October 27: House passes final budget piece | Philly nonprofits cash-strapped | NJ Blue Acres

And so it ends. The House passed the final complicated budget piece, WITF’s Katie Meyer reports. The measure significantly broadens the gaming industry, legalizing gambling at the airport, truck stops, over the internet. The state budget, four months past the due date, now just needs Governor Wolf’s evaluation and signature. 

In more money news, the financial health of Philly’s nonprofits has some grim statistics, according to a new report funded by the Philadelphia Foundation. According to the report, 25 percent of nonprofits have a month or less in cash reserves and more than 40 percent are running at a loss or producing no surplus funds at all.

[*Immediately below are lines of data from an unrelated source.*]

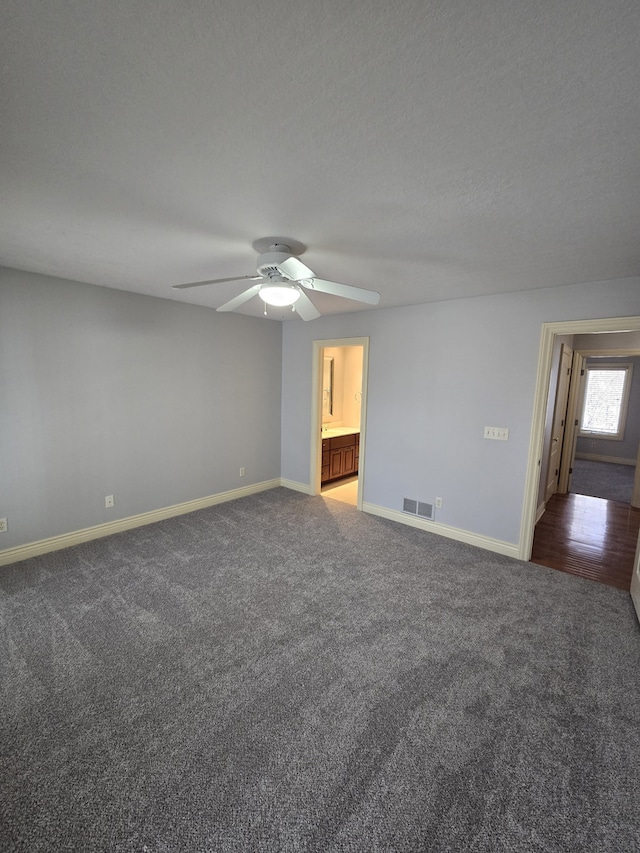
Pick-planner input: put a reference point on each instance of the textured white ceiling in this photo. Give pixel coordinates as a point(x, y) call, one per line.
point(428, 150)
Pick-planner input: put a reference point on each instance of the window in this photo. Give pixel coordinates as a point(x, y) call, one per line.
point(606, 393)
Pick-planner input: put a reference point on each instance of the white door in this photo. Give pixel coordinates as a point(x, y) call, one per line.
point(559, 422)
point(635, 580)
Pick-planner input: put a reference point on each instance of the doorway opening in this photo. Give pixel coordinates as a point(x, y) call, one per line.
point(584, 535)
point(338, 419)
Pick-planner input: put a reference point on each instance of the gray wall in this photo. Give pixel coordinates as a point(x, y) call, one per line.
point(628, 447)
point(438, 374)
point(107, 392)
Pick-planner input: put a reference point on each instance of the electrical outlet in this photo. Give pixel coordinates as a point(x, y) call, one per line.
point(497, 433)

Author John MacIntosh said the findings should not come with “any surprise or shame,” but cautioned nonprofits and funders “not to look at the sector as a whole.”

In this week’s Present Value, Econsult Solutions gives a recap of Designing organizations: Human-centered design as a tool for organizational innovation. At the event, Natalie Nixon presented techniques to use new power values (empathy, transparency, collaboration) versus old power values (authority, exclusivity, confidentiality).

Parkmobile launched in Wilmington this week, working with roughly 1,000 meters in the city’s downtown. In Philly, Parkmobile got the MeterUP contract with PPA, after the authority shut down the program following financial issues with the previous vendor the app Pango USA.

New Jersey boosted the state’s Blue Acres program with $75 million this week, Justin Auciello writes. The home buyout program funds the demolition of homes in flood prone areas, converting susceptible properties into “vacant land that can absorb flood waters and mitigate flooding nearby.”